L’incontro è organizzato dall’Associazione Giorgio Biandrata. “Nell’ottantennale delle leggi razziali emanate da fascismo, può essere utile condurre una riflessione sulla figura di questa importante donna, scienziata e anche scrittrice ebrea, che fu vittima di persecuzione e di violenza, così come, molto più vicino a noi, le donne, gli uomini, i giovani della nostra comunità ebraica saluzzese – afferma il presidente Capellaro.
Marcella Filippa nel suo libro segue Rita Levi Montalcini non solo nella sua grande opera scientifica ma anche e soprattutto nella sua vicenda umana, nel suo non arrendersi mai dinanzi alle tragiche difficoltà e nella capacità di rispondere alle persecuzioni con forza e determinazione. Costretta il 16 ottobre 1938 a lasciare l’attività di ricercatrice, intraprenderà spostamenti, sfollamenti, nascondimenti per scampare alla persecuzione nazifascista, allestirà laboratori di fortuna in casa, nei diversi nascondigli, portando sempre con sé il microscopio binoculare Zeiss, oggetto inseparabile e indispensabile per le sue ricerche.
“Una donna che ha lasciato impronte - scrive l'autrice - al suo passaggio sulla terra, intrapreso cammini lunghi e faticosi, aperto brecce, superato ostacoli, vissuto profonde solitudini e incomprensioni, talvolta calunnie. Con difficoltà, pudore e talvolta silenzi ha continuato caparbiamente a affermare di... esistere!! Lei che a cento anni sapeva ancora dire: “La vita mi emoziona sempre”.
A Rita Levi Montalcini è stata dedicata nel 2010 una stella, o meglio un piccolo pianeta: infatti il pianetino 9722 porta adesso il suo nome. Marcella Filippa ricorda la motivazione dell’ assegnazione: “Nel 1952 le neurobiologa Rita Levi Montalcini scoprì il Nerve Growth Factor, proteina che controlla la proliferazione delle cellule nervose. Vincitrice nel 1989 del Premio Nobel per la medicina, ha promosso e continua a promuovere progetti a favore delle donne”.
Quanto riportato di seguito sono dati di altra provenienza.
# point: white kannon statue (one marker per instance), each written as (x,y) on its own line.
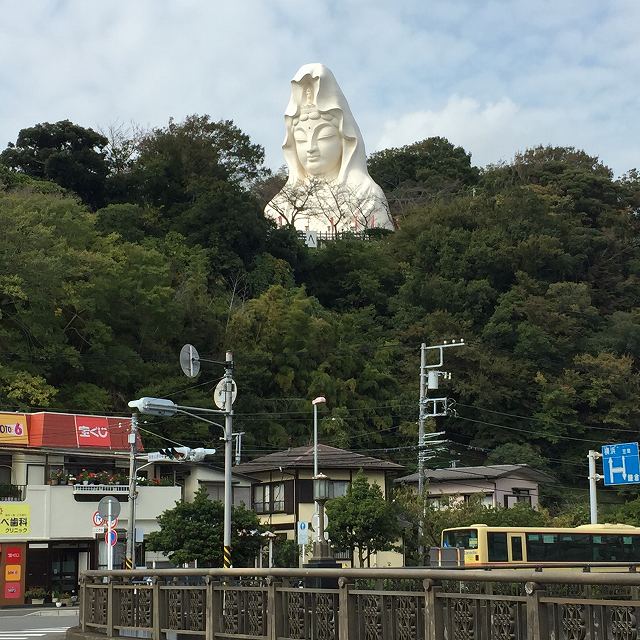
(329,188)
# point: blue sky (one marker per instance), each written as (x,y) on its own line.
(494,76)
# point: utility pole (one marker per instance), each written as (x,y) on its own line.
(228,455)
(130,560)
(421,416)
(593,479)
(431,407)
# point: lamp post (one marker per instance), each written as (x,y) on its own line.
(315,402)
(166,408)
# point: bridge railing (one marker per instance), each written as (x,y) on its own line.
(361,604)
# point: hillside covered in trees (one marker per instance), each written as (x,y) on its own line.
(118,248)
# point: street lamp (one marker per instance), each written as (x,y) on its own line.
(315,402)
(166,408)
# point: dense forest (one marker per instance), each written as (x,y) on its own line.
(121,246)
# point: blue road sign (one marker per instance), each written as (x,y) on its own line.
(621,463)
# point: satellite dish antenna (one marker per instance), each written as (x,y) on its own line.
(189,361)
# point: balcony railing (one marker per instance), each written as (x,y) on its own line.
(12,492)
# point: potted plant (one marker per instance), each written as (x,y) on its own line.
(87,477)
(36,595)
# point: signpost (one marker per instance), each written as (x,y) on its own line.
(109,510)
(303,538)
(621,463)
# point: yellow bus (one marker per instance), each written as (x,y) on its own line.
(545,545)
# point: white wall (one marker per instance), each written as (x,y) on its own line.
(55,514)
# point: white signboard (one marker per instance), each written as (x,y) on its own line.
(303,532)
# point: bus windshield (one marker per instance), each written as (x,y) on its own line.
(467,538)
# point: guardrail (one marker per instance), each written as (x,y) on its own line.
(362,604)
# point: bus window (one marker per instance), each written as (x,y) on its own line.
(467,538)
(497,547)
(516,548)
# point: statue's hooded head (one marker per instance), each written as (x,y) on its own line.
(317,108)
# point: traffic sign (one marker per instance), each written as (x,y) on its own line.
(111,537)
(621,463)
(303,532)
(315,521)
(100,521)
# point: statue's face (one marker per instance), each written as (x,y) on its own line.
(319,147)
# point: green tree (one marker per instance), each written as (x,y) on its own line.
(422,171)
(194,531)
(65,153)
(363,520)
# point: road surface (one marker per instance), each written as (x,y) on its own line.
(43,624)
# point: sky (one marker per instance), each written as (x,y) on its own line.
(493,76)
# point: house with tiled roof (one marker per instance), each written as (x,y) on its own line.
(500,485)
(282,493)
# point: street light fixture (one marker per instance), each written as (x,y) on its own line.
(166,408)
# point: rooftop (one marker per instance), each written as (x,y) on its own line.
(487,472)
(328,458)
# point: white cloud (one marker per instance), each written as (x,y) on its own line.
(492,75)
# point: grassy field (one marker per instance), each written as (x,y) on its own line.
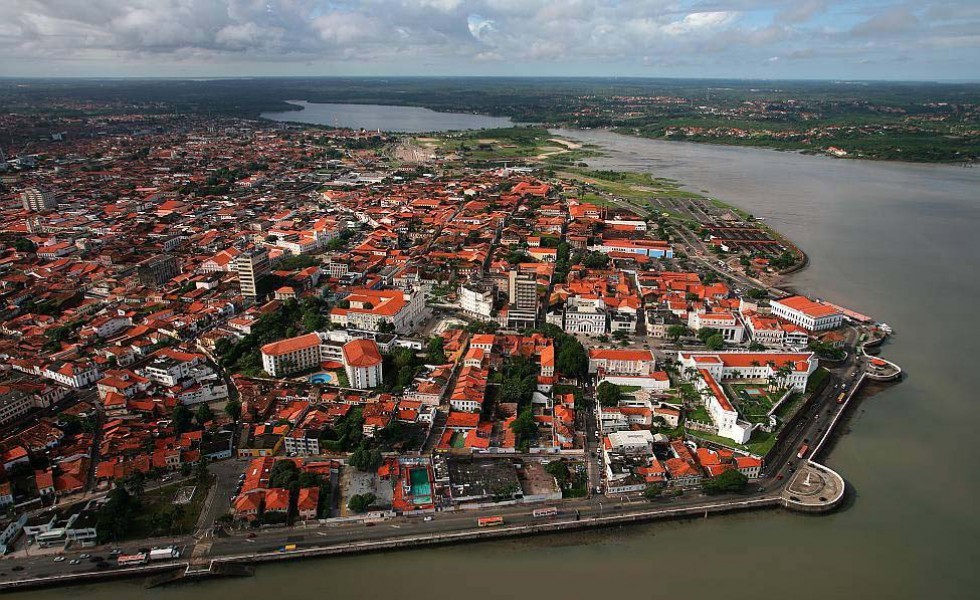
(753,407)
(160,516)
(760,443)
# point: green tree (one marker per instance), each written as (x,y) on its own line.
(182,418)
(653,491)
(715,342)
(571,359)
(608,394)
(676,332)
(204,414)
(706,332)
(360,503)
(201,472)
(525,428)
(730,481)
(284,474)
(233,408)
(22,244)
(434,351)
(135,483)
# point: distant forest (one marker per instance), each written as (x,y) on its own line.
(889,120)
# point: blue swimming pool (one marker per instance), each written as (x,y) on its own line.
(324,378)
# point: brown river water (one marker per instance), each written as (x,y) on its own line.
(896,241)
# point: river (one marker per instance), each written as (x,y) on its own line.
(896,241)
(406,119)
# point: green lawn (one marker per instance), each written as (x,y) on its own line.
(816,380)
(752,407)
(760,443)
(700,413)
(157,506)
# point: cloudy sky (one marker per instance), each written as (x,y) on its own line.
(866,39)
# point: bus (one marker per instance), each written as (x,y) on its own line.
(490,521)
(129,560)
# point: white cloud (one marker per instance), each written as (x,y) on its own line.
(699,22)
(621,35)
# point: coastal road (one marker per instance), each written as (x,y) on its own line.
(814,419)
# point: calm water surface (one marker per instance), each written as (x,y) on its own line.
(407,119)
(892,240)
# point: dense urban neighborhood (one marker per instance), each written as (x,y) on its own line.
(216,331)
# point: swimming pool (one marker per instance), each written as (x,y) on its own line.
(421,490)
(324,378)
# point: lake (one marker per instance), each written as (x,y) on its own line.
(896,241)
(407,119)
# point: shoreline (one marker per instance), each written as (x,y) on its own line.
(194,570)
(518,123)
(475,535)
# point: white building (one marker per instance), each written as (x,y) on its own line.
(727,324)
(586,314)
(291,354)
(639,363)
(362,361)
(806,313)
(476,300)
(798,366)
(631,442)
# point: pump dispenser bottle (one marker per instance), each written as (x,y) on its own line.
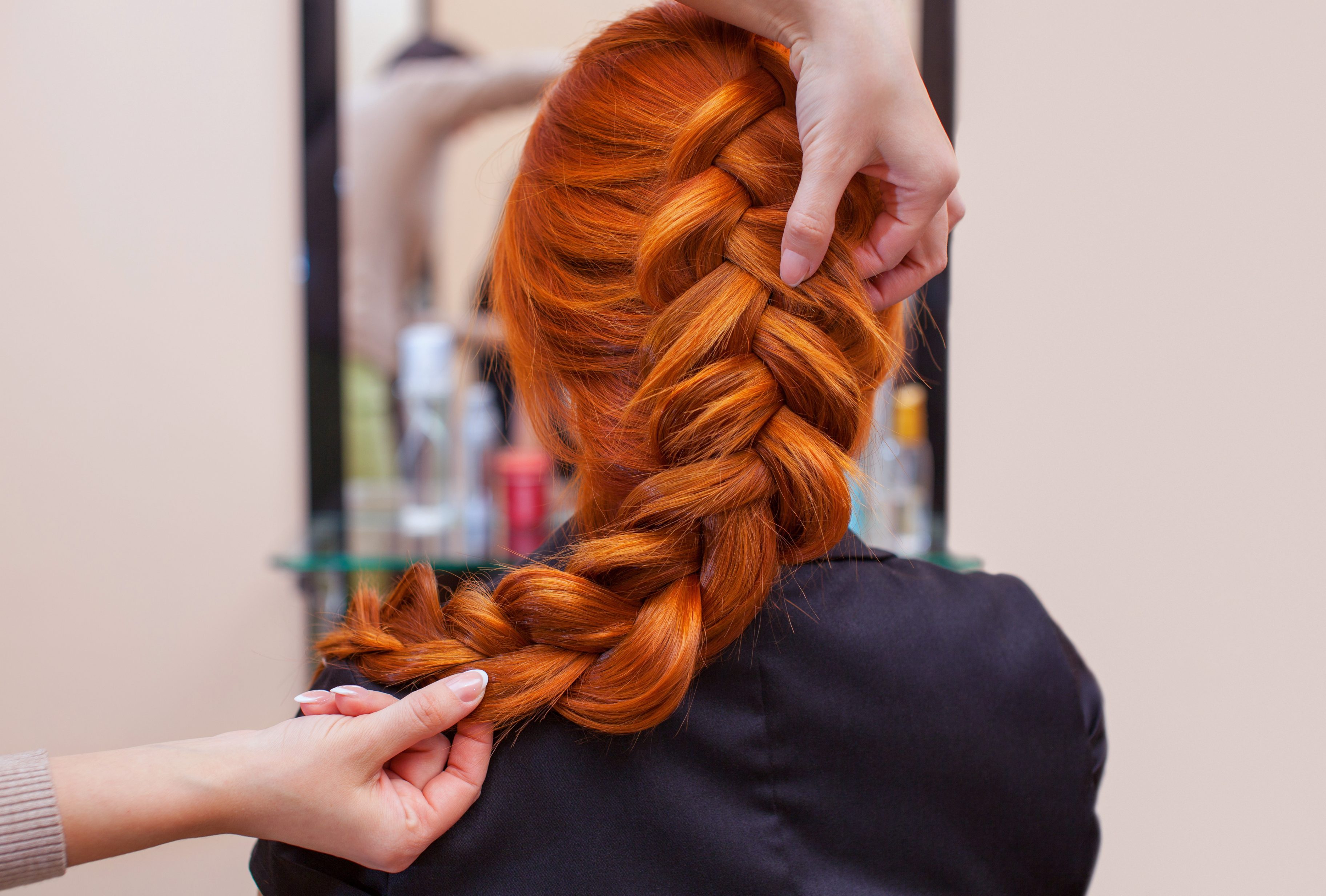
(426,385)
(910,491)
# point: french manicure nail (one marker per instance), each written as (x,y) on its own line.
(793,268)
(470,686)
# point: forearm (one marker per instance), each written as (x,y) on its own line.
(122,801)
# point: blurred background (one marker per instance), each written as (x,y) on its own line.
(1132,366)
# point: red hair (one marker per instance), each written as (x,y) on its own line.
(711,411)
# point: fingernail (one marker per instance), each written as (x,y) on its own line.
(470,686)
(793,268)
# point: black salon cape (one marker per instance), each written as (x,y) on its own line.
(885,727)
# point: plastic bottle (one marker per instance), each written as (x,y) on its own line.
(481,430)
(523,475)
(910,487)
(426,383)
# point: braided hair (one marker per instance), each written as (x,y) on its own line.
(710,410)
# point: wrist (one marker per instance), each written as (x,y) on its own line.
(122,801)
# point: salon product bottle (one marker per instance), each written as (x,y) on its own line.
(523,476)
(910,486)
(870,517)
(481,430)
(425,385)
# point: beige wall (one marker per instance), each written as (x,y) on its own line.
(150,417)
(1138,423)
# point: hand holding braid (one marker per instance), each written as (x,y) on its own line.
(711,411)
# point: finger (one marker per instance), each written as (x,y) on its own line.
(457,789)
(426,712)
(889,243)
(317,703)
(957,210)
(353,700)
(813,213)
(927,259)
(423,761)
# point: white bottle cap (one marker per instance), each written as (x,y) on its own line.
(426,361)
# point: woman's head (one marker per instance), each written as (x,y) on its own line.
(711,411)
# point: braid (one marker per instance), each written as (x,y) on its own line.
(711,411)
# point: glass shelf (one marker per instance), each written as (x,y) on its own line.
(386,564)
(462,565)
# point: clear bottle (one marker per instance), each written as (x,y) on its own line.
(912,484)
(481,431)
(870,517)
(426,383)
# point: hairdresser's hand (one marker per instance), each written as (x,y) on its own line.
(861,107)
(327,783)
(417,764)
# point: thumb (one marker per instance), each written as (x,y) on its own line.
(813,214)
(426,712)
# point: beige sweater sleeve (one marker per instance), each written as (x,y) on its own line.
(32,842)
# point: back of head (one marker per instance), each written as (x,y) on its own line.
(711,411)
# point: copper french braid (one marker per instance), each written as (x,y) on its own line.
(711,411)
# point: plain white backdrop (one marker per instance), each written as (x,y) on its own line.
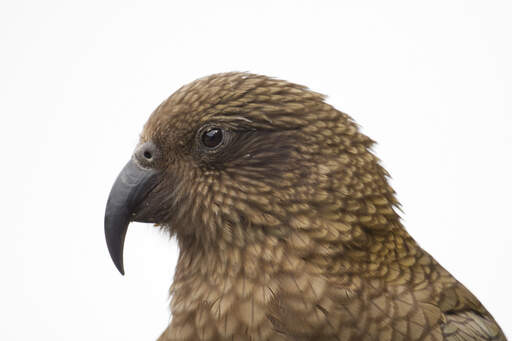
(431,82)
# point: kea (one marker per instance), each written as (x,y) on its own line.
(286,224)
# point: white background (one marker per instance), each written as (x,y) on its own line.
(430,81)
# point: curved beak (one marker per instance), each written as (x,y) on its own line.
(129,191)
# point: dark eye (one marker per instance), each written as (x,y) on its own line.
(212,137)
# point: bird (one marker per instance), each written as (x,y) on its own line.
(287,226)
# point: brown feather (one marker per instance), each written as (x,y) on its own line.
(290,230)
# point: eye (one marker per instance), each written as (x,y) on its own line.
(212,137)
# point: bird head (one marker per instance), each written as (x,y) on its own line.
(232,158)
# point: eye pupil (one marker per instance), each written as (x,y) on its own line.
(212,137)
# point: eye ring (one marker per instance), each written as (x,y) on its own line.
(212,137)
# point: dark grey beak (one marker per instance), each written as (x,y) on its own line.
(129,191)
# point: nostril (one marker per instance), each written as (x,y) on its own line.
(148,155)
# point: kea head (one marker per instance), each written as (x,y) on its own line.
(233,158)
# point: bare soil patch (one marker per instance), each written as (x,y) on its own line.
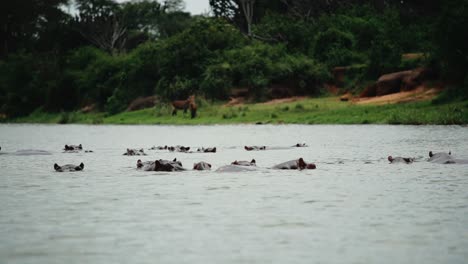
(421,93)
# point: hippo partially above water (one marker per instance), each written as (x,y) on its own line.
(158,148)
(250,148)
(69,167)
(239,166)
(295,165)
(202,166)
(160,165)
(445,158)
(207,150)
(300,145)
(178,148)
(244,163)
(73,147)
(135,152)
(395,160)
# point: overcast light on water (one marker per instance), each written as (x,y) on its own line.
(354,208)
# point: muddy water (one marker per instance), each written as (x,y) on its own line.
(354,208)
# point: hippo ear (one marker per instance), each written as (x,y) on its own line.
(157,165)
(302,164)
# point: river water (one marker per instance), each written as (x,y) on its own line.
(354,208)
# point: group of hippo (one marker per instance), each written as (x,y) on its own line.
(175,165)
(440,157)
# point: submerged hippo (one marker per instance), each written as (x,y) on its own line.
(158,148)
(300,145)
(178,148)
(238,166)
(73,147)
(135,152)
(69,167)
(250,148)
(244,163)
(160,165)
(400,160)
(202,166)
(207,150)
(294,165)
(445,158)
Nella serata ci sarà un momento dedicato alla Comunità Ebraica di Saluzzo, ai suoi membri che erano cittadini saluzzesi e italiani e che furono vittime delle leggi razziali e della persecuzione nazifascista: 31 persone vennero arrestate, deportate ad Auschwitz, 29 furono uccise.
L’ iniziativa con il Patrocinio del Comune di Saluzzo; ha l’adesione di: Zonta club Saluzzo - Rotary Saluzzo – Lions Saluzzo Savigliano – Fidapa Saluzzo – Comunità Ebraica di Torino – ANPI Saluzzo.